Después de perder mi tercer embarazo, he pasado un duelo muy profundo. No puedo decir si ha sido peor o mejor que
el de mi primer aborto, porque, aunque parezca extraño, las circunstancias son muy distintas. Solo sé que han sido
tardes y tardes, semanas, meses enteros de tristeza, angustia, ganas de tirar todas las toallas, dolor, rabia y desesperación.
Siendo como soy una persona que ha sufrido una depresión, también he pasado mucho miedo. Miedo de volver a caer, de tener que frenar nuevamente todos los proyectos de mi vida para curarme, miedo de verme otra vez convertida en un cuerpo sin alma a quien no le importaría no levantarse mañana. Mi experiencia, no obstante, me ha enseñado que la depresión también se supera; la cuestión, sencillamente, es que no me apetece. No me apetece tener que superar eso, otra vez, también. Sin embargo, sé que la tristeza que se prolonga demasiado deja de ser adaptativa, y por momentos procuré asumir que, por más que me jodiera, probablemente estaba pasando. Y que, si así era, tendría que aceptarlo.
Y de pronto, un buen día de diciembre, cerca ya del fin de año, ¡pop! La botella de mi dolor se descorchó. De buenas a primeras, toda la tristeza retenida, la rabia, la desesperación, las pocas ganas de seguir luchando... salieron disparadas como champán agitado, dejándome apenas unos posos amargos.
Creía que me había vuelto loca, que es la hipótesis que manejo últimamente sobre casi todo. La sensación fue tan brutal, tan repentina, que temí que no fuera sino la otra cara de la depresión, como la euforia lo es de la ansiedad. A pesar de que el cielo encapotado se había despejado de repente, no me atreví a disfrutar de los rayos del sol hasta que no me acordé del calendario.

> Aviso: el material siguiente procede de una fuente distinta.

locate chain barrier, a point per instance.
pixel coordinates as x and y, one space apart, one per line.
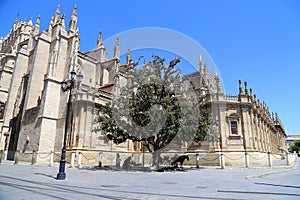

El calendario. Casi sin atreverme a mirar, fui contando las semanas de mi no-embarazo. Y mis sospechas se vieron confirmadas.
Tal y como me ocurrió la primera vez, se habían cumplido veinte semanas, el tiempo que, por alguna razón que se me escapa, necesita mi cuerpo para recuperar su equilibrio hormonal.
Entendí entonces que, además de haber estado inmersa en el duelo que naturalmente se pasa tras un aborto, también había estado expuesta a un terremoto hormonal. El terremoto que sufre mi cuerpo tras vivir la secuencia tratamiento-embarazo-aborto. Sé que esto no les pasa a todas las mujeres, pero algunas, quizá las más sensibles a los procesos hormonales, llegamos a vivir un pequeño puerperio.
La primera vez que leí sobre ello fue en el libro
Las voces olvidadas. Me encantó reconocer en él muchas sensaciones que yo había interpretado como síntomas de alguna clase de enajenación mental transitoria. Porque no lo eran: eran los síntomas de mi cuerpo recuperándose de manera natural, de la misma manera en que lo habría hecho si hubiera llegado a sostener a mi bebé entre los brazos, pero muchas semanas, demasiados meses antes.
Ahora entiendo que he vuelto a pasar por lo mismo, reinterpreto mi malestar de los últimos meses, acepto el bienestar sobrevenido, las nuevas fuerzas y las nuevas ganas que tanto miedo me dieron al principio. Volvió a ocurrir, volví a caer y me he vuelto a levantar. Mi cuerpo y mi mente son fuertes y me van a seguir acompañando, aunque ni yo misma me lo crea, aunque no dé crédito ya después de tantísimas putadas.